Robust Predictive Control for Quadrupedal Locomotion: Learning to Close the Gap between Reduced- and Full-Order Models

• Published in: IEEE robotics and automation letters Vol. 7; no. 3; p. 1
• Main Authors: Pandala, Abhishek, Fawcett, Randall, Rosolia, Ugo, Ames, Aaron, Akbari Hamed, Kaveh
• Format: Journal Article
• Language: English
• Published: Piscataway IEEE 01.07.2022; The Institute of Electrical and Electronics Engineers, Inc. (IEEE)
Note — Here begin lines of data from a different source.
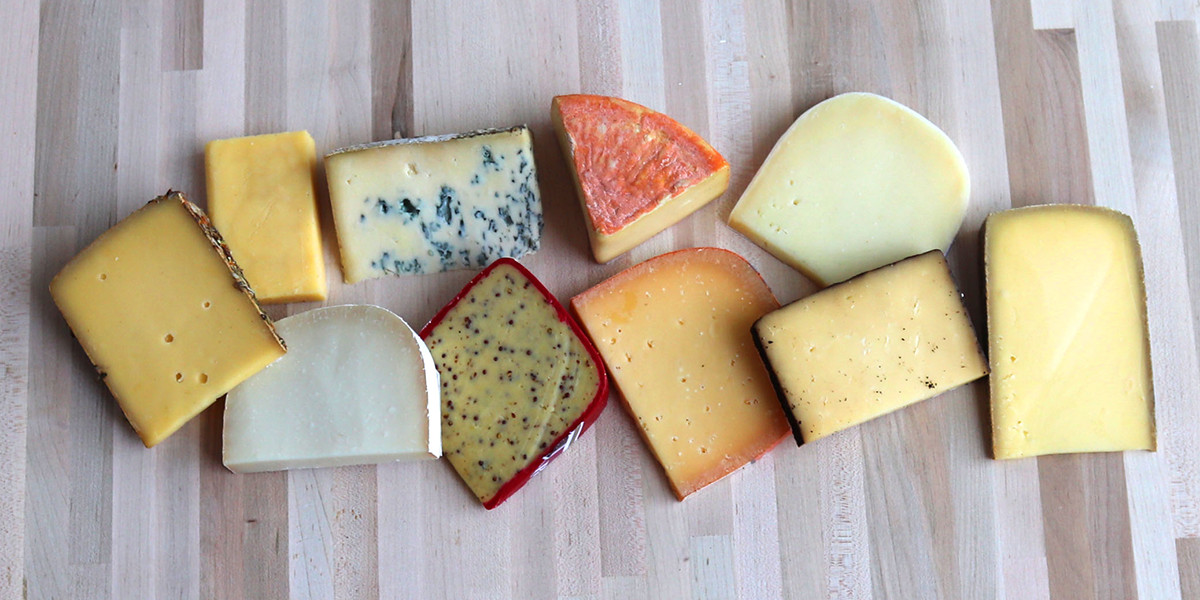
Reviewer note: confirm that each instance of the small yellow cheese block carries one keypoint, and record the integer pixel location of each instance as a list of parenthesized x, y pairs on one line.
[(262, 201), (857, 183), (165, 315), (1067, 333), (873, 345)]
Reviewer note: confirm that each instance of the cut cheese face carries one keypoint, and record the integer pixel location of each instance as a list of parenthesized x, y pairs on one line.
[(520, 382), (262, 201), (857, 183), (873, 345), (637, 172), (675, 333), (1067, 333), (357, 387), (433, 204), (165, 315)]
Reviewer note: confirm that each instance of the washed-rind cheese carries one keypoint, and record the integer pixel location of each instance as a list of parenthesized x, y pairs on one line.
[(165, 315), (357, 387), (637, 172), (870, 346), (857, 183), (262, 199), (520, 381), (675, 333), (1067, 333), (435, 204)]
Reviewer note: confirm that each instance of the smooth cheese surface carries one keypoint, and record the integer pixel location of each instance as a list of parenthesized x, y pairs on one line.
[(435, 204), (262, 201), (514, 379), (357, 387), (857, 183), (1067, 333), (163, 316), (637, 172), (675, 333), (870, 346)]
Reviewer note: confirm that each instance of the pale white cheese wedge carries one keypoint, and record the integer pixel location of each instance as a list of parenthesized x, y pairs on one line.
[(857, 183), (357, 387)]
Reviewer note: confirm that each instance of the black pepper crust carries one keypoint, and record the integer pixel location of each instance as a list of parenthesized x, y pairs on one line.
[(219, 245), (775, 384)]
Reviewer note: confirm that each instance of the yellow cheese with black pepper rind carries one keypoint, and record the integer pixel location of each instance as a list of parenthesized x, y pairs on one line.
[(165, 315), (873, 345), (520, 381)]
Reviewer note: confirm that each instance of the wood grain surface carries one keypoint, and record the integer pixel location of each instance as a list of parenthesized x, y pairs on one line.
[(105, 105)]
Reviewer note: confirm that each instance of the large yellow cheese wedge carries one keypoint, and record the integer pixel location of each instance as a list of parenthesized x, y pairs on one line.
[(857, 183), (1067, 333), (165, 315), (675, 333), (873, 345), (262, 201)]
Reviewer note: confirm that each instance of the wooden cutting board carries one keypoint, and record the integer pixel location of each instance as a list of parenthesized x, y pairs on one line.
[(106, 105)]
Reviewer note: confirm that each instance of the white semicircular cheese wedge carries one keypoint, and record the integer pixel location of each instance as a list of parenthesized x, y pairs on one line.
[(857, 183), (358, 387)]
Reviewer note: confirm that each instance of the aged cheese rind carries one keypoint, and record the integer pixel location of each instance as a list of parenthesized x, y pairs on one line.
[(357, 387), (870, 346), (857, 183), (675, 333), (262, 198), (520, 381), (165, 315), (1067, 330), (435, 204), (636, 172)]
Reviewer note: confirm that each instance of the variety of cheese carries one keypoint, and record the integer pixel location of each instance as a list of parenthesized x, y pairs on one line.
[(858, 181), (262, 201), (357, 387), (520, 382), (435, 204), (1067, 333), (869, 346), (675, 333), (165, 315), (637, 172)]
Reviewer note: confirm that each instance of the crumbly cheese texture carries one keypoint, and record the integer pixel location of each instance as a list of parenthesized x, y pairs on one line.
[(1067, 333), (262, 201), (435, 204), (514, 379), (675, 333), (857, 183), (637, 172), (870, 346), (357, 387), (165, 315)]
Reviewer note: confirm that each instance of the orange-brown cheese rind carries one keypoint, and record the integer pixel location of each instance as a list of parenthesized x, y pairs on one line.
[(519, 379)]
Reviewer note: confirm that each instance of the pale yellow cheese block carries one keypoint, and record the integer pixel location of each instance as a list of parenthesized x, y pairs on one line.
[(262, 201), (857, 183), (1067, 333), (165, 316), (876, 343)]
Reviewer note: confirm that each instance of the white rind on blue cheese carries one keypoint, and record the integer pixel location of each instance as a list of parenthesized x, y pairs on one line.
[(436, 203)]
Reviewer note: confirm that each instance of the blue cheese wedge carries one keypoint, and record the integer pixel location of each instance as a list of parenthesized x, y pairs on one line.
[(432, 204)]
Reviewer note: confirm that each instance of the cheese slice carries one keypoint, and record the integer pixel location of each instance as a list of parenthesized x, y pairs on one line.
[(1067, 333), (520, 382), (675, 333), (357, 387), (857, 183), (262, 201), (637, 172), (870, 346), (435, 204), (165, 315)]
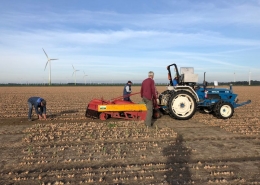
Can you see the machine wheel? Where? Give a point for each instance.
(182, 105)
(224, 110)
(103, 116)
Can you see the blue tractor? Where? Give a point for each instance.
(181, 101)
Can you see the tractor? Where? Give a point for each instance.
(183, 100)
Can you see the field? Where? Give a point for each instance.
(69, 148)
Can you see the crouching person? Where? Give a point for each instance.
(39, 105)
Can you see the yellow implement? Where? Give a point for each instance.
(124, 107)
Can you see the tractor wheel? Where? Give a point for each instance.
(182, 105)
(205, 110)
(164, 97)
(224, 110)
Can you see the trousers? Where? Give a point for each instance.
(149, 114)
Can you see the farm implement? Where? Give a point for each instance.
(116, 108)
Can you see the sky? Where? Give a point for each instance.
(116, 41)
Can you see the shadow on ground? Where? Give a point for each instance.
(177, 162)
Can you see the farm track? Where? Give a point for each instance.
(72, 149)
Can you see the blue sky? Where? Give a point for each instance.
(117, 41)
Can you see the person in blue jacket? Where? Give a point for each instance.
(39, 105)
(127, 91)
(175, 81)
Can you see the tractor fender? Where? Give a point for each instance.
(189, 89)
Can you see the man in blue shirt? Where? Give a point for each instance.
(127, 91)
(37, 102)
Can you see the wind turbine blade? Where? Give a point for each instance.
(46, 64)
(45, 54)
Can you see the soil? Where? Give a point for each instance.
(69, 148)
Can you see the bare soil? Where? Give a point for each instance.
(69, 148)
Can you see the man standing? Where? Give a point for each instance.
(127, 91)
(37, 102)
(148, 93)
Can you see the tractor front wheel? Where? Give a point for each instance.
(182, 105)
(224, 110)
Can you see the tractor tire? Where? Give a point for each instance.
(224, 110)
(166, 96)
(182, 105)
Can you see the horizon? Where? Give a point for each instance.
(118, 41)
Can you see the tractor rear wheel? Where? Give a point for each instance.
(182, 105)
(224, 110)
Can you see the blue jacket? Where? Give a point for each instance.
(36, 102)
(175, 82)
(125, 92)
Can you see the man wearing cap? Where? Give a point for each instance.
(149, 96)
(37, 102)
(127, 91)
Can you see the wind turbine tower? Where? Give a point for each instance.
(84, 77)
(74, 73)
(48, 62)
(249, 80)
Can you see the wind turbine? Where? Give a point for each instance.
(84, 76)
(48, 61)
(249, 81)
(74, 73)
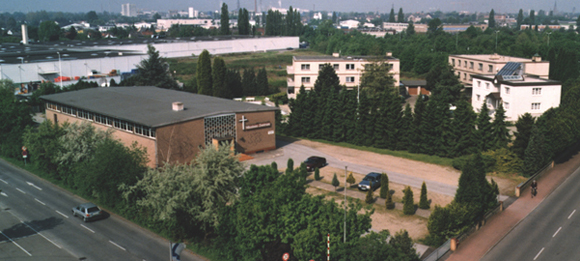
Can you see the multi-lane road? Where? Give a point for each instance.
(550, 232)
(36, 224)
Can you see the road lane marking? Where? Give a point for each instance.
(61, 214)
(16, 244)
(32, 184)
(87, 228)
(117, 245)
(41, 234)
(539, 253)
(557, 232)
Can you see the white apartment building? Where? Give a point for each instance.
(467, 65)
(304, 70)
(129, 10)
(518, 93)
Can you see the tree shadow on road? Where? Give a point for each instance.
(27, 229)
• Subjects: Computational modeling; Controllers; Deep learning; Legged locomotion; Legged Robots; Locomotion; Mathematical models; Motion Control; Multi-Contact Whole-Body Motion Planning and Control; Neural networks; Nonlinear control; Planning; Predictive control; Quadrupedal robots; Real-time systems; Reduced order models; Reduced order systems; Rigid structures; Robot dynamics; Robust control; Trajectory optimization; Trajectory planning; Uncertainty
• ISSN: 2377-3766; 2377-3766
• DOI: 10.1109/LRA.2022.3176105

Template-based reduced-order models have provided a popular methodology for real-time trajectory planning of dynamic quadrupedal locomotion. However, the abstraction and unmodeled dynamics in template models significantly increase the gap between reduced- and full-order models. This letter presents a computationally tractable robust model predictive control (RMPC) formulation, based on convex quadratic programs (QP), to bridge this gap. The RMPC framework considers the single rigid body model subject to a set of unmodeled dynamics and plans for the optimal reduced-order trajectory and ground reaction forces (GRFs). The generated optimal GRFs of the high-level RMPC are then mapped to the full-order model using a low-level nonlinear controller based on virtual constraints and QP. The proposed hierarchical control framework is employed for locomotion over rough terrains. We leverage deep reinforcement learning to train a neural network to compute the set of unmodeled dynamics for the RMPC framework. The proposed controller is finally validated via extensive numerical simulations and experiments for robust and blind locomotion of the A1 quadrupedal robot on different terrains.